The positive performance in our long-duration accounts more or less has been shared across virtually all our fixed-income assignments, said Jess Yawitz, chairman and chief executive officer at NISA. The simple answer is for the last 20 months or so, weve pretty much gotten it right with important dimensions, and this applies to both our long duration and core assignments, he said. Weve underweighted in corporate bonds and as a firm weve avoided the toxic asset classes that have caused so many problems with our competitors, he added.
Over time, Mr. Yawitz sees volatility continuing. He also said he doesnt see inflation as much of a problem for the foreseeable future. Theres so much excess capacity in the economy, and that grows every month, he said. The 64-dollar question in the near term is digesting a lot of Treasuries, and Id give the market good grades in terms of its interest in Treasuries.
Austin, Texas-based Hoisington Investment Management Co.s Macroeconomic Fixed Income Composite strategy was second for the year with a gross return of 36.49%. It also had the highest five-year gross return of all bond managers with a compound-annualized return of 13.52%.
The continued success of the fund which ranked second for the year ended Sept. 30 with 12.42% is due to its investing strictly in Treasury securities and long zero-coupon bonds, following the downward curve of inflation, said Lacy Hunt, executive vice president and chief economist at Hoisington.

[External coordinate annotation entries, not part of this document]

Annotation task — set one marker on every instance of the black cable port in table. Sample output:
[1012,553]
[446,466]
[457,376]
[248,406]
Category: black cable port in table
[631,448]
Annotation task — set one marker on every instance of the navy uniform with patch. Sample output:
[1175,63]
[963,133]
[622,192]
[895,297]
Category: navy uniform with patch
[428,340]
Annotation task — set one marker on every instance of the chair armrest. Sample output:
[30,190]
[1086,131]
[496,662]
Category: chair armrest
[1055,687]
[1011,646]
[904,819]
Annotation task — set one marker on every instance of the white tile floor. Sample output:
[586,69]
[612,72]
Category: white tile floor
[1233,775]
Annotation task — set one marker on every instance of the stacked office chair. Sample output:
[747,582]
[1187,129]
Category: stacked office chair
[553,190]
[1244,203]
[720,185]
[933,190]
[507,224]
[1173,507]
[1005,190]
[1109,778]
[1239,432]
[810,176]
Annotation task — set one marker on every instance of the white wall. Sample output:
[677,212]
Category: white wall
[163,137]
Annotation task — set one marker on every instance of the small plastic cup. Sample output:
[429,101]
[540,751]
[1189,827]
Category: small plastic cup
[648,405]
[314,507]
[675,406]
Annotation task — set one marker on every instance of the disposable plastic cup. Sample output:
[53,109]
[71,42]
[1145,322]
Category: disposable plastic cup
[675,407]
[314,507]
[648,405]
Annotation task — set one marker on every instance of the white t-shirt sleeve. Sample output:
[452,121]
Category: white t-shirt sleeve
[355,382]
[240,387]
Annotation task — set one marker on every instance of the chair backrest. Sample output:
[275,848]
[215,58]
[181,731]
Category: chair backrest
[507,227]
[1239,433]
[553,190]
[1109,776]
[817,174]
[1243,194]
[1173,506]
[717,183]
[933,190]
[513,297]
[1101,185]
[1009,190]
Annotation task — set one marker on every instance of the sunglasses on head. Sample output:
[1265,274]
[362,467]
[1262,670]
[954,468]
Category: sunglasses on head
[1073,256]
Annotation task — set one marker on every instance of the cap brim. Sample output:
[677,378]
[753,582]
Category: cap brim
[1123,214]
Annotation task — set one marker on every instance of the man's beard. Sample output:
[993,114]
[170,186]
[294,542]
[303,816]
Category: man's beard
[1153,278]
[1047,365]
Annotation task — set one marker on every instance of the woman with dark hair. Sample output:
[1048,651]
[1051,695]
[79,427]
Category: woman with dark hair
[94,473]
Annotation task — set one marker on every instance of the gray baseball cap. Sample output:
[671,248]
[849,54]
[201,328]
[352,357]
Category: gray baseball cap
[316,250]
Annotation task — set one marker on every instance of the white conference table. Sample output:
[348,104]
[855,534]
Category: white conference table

We think the economy has entered debt deflation, a rare but not unprecedented event, said Mr. Hunt. Weve got almost $3.60 of debt for every dollar in the GDP. These high levels of debt lead to falling inflation rates. So when the inflation is trending downward, we position them along the curve, very long duration. It paid off handsomely for us and we think over the next several years were going to see the Treasury rates continue downward. Weve done some analysis; if you look at the debt deflation post-1988 in Japan, which continues to this day, the lows in interest rates actually occurred in the 14th or 15th year, he added. When youre unwinding such unprecedented debt levels, its going to take a very long time, said Mr. Hunt, whose strategy had $4.5 billion as of Dec. 31, according to Morningstar.
New York-based Jennison Associates saw two strategies among the top 10 overall with its Active Extra Long Fixed Income strategy ranked No. 3 for the year with a gross return of 29.69% and its Active Long Government Strategy at No. 5 with 25.95%.
New to the top 10 overall bond category was Stamford, Conn.-based Hillswick Asset Management LLC, whose long-duration government bond strategy ranked No. 4 with 27.4%.
This is an outstanding opportunity to lock in corporate bond spreads, and if you want to put on an LDI (liability-driven investment) strategy this is a tremendous opportunity, said Mark McDonnell, president and senior portfolio manager at Hillswick. With long corporate bond spreads the way they are, you lock in some yields for the next 3 to 5 years. Over the next year can you get hurt? Absolutely, but we certainly think you get compensated for the risk. The strategy had $157.4 million in assets at year end.
TCW Group was No. 8 with a one-year gross return of 19.22% for its mortgage-backed security strategy.